January 1, 2014, saw the Patient Protection and Affordable Care Act (ACA) kick into full swing. Since its proposition – and to the present day – it has been one of the most controversial laws in recent memory. According to the White House, its impact has been significant. Eight million people signed up for private insurance in the health insurance marketplace. Three million young adults gained coverage by being able to stay on their parents’ plan.
For employers, there continue to be new developments. While healthcare cost increases have slowed, affordability remains an issue for many organizations. In addition, different aspects of the ACA are still being phased in. This means that for the foreseeable future, each year delivers new challenges and 2016 is no different. As the year begins, organizations need to make short- and long-term plans.
The Employer Mandate: Changing Landscape
The employer mandate states that certain employers must offer health insurance that is affordable and provides a certain minimum value. This applies to full-time employees and their children up to 26 years of age. Failure to do so results in penalties: there is one penalty for failing to offer coverage and another penalty for failing to provide minimum value and affordable coverage.
The ACA defines full-time employees as those working 30 or more hours per week. The employer mandate is being phased in and 2016 brings more regulations for employers. The chart below compares plan years 2015 and 2016. January 1, 2016, brought more employers into the fold of ACA requirement, including those with 50-99 full-time and FTE employees.
Besides capturing more employers, the penalties are now more severe. The penalty for plan year 2016 is still $2,000 per full-time employee for employers required to offer coverage that fail to do so. This applies if just one full-time employee receives a premium subsidy for marketplace coverage. The difference is that in 2015, employers could subtract their first 80 employees. In plan year 2016, only the first 30 employees can be subtracted when calculating the penalty. The result of this is the potential for larger penalties even if an employer’s workforce hasn’t increased.
Similar changes occurred with the minimum value standard and coverage affordability standards. Those penalties are the lesser of $3,000 per full-time employee receiving a subsidy or $2,000 per full-time employee. Like the coverage penalty, the number of employees that can be subtracted in calculating these penalties was reduced for 2016 from 80 to 30.
Reporting: The Devil is in the Details
For many, the employer mandate is not a hindrance. A lot of employers that fall into the 50-99 employees category have offered coverage. What may be difficult for some employers to get used to is the annual reporting required by the ACA in 2016.
Employers will be reporting for calendar year 2015. It is a way to administer the individualmandate and employer shared responsibility mandate.
Large employers (>50 FTE) must provide each employee and the IRS with IRS Form 1095-C. This form shows the offer of coverage an employer extended and the months the employee and his or her dependents had coverage.
Small employers (<50 FTE) are using IRS Form 1095-B. Small employers are not liable for the shared responsibility penalty. The 1095-B still assists the IRS in tracking the individual mandate.

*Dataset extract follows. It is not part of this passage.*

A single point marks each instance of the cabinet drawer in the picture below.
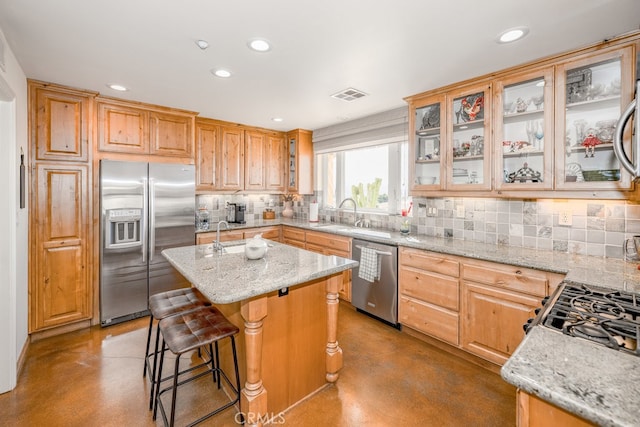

What is different for many employers is tracking and reporting this information. Well-trained HR staff has never been more important. Working with benefits, payroll or an ACA reporting vendor will be key for most organizations. Smaller employers may be able to complete these tasks with minimal automation. For those with more than a handful of employees, automatically tracking this information is important. In late December 2015, the IRS extended the deadline for ACA reporting. This gave employers more time to distribute the forms to employees and file them with the IRS.
Consider the Big Picture
There are different ways to approach rising health-insurance costs. Moving to high-deductible and consumer-driven health plans are popular alternatives. Another approach is to create more wellness and behavior-changing incentives.
Many speculated that ACA penalties could incentivize some employers to stop offering health insurance. The thought was that the penalties are less than the cost of the benefit. However, surveys by consulting companies and industry groups have found employers are not abandoning this benefit. In the ACA’s early days, some employers reportedly cut back employees’ hours to less than 30 per week. Other employers like Whole Foods and Starbucks have gone in the opposite direction. They create a competitive advantage by offering coverage options to more part-time employees.
While employers grapple with health insurance costs, employees struggle as well. Families paying higher premiums and out-of- pocket costs can have indirect impacts on the workplace. Caring for family members becomes costlier. Some stop seeking medical care or taking prescriptions because co-pays and deductibles are unaffordable. Finding the balance in offering an effective benefit will become even important.
Does your company meet ACA requirements?
Organizations will have to continue to ensure they are meeting ACA requirements. It appears that companies are willing to adapt to the times rather than abandon health insurance altogether. After all, employers are not just in a position to create a competitive advantage with good benefits. They have the opportunity to make positive changes in employees’ lives. Though the controversy shows no sign of slowing down, with the right adaptations, meeting ACA requirements will become much less of a hassle.